行雲流水

 91歳で、なお、かくしゃくたる現役の医師・日野原重明聖路加国際病院理事長が、「創(はじ)めることを忘れなければいつまでも若く、老いない」(哲学者マルチン・ブーバー著「かくれた神」)に共鳴し、ご自身のスーパーマン的活躍ぶりも併せ、人々の生き方、特に老人らに極めて示唆に富むことを書いている(文春五月号)▼「60の手習い」というが、もっと年を重ねた75歳からでも、何か新しいことを創めることで、自分の中にある様々なよい遺伝子を掘り起こし、それを育てることができよう▼多くの人は、自分には音楽や文学、数学や科学などの才能はないなどと決め付けているが、創めることで、眠れる遺伝子を呼び覚まさせることができると説く▼なるほどと思わせることが、我が身辺にもある。
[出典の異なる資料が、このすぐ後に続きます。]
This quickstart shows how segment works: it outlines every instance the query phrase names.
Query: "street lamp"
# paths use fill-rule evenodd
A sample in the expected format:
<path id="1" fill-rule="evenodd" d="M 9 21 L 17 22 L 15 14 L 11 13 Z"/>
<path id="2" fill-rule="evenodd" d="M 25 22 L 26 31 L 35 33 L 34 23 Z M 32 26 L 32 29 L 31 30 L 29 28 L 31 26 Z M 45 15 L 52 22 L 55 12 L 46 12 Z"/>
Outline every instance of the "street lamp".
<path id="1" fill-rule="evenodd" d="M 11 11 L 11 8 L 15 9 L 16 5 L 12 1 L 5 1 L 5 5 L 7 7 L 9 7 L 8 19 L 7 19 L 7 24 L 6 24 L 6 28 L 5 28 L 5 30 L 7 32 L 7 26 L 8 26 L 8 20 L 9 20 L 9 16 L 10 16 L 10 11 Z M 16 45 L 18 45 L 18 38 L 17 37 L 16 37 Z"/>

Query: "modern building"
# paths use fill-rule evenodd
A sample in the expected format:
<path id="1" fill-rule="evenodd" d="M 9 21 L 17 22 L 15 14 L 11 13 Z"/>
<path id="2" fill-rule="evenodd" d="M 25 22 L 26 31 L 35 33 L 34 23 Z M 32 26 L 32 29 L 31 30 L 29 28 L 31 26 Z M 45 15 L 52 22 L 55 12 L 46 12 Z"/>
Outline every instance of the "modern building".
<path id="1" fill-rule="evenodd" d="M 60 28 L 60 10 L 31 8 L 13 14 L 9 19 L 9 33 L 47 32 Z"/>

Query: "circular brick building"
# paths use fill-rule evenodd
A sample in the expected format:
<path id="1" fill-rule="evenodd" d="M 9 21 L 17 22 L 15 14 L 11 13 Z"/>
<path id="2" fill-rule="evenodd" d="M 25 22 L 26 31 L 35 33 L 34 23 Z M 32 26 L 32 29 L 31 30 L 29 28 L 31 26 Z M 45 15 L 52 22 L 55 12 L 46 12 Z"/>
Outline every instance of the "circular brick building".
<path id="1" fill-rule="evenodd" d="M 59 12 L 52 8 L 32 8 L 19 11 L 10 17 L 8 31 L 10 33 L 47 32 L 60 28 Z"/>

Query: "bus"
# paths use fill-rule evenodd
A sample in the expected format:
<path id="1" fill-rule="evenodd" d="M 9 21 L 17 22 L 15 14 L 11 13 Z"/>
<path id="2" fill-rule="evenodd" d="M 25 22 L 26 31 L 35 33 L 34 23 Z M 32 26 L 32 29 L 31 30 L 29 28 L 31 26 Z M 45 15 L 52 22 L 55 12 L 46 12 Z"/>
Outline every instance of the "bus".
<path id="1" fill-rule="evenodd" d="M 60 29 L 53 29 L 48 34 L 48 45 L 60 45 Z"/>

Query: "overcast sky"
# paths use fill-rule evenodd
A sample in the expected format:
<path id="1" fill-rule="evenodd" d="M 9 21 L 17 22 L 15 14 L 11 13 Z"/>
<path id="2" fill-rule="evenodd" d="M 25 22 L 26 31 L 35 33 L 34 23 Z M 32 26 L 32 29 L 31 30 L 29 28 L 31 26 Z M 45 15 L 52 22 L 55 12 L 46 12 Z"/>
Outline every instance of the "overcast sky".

80歳のエージシューターあり、鈍足が定年後12秒台の駿足に変身し、老いて益々棋力の向上を見る等々である▼絵画鑑賞と洒落ても、描となると、からっきし駄目で、かつて絵の具やカンバスなどを買い込んだものの未だに果たせない。俳句や短歌も同様で、わが遺伝子は目覚めようか▼ところで「宮古ペンクラブ」発足は、地域の文芸、文化活動を掘り起こすという視点から極めて意義深く、「創ることから」を合い言葉に、老若男女を問わず読者諸氏の参加により地域の文芸、文化の発展につなげたいものだと思う。芸術性を求めるのもさることながら、心の表白ということもあろう。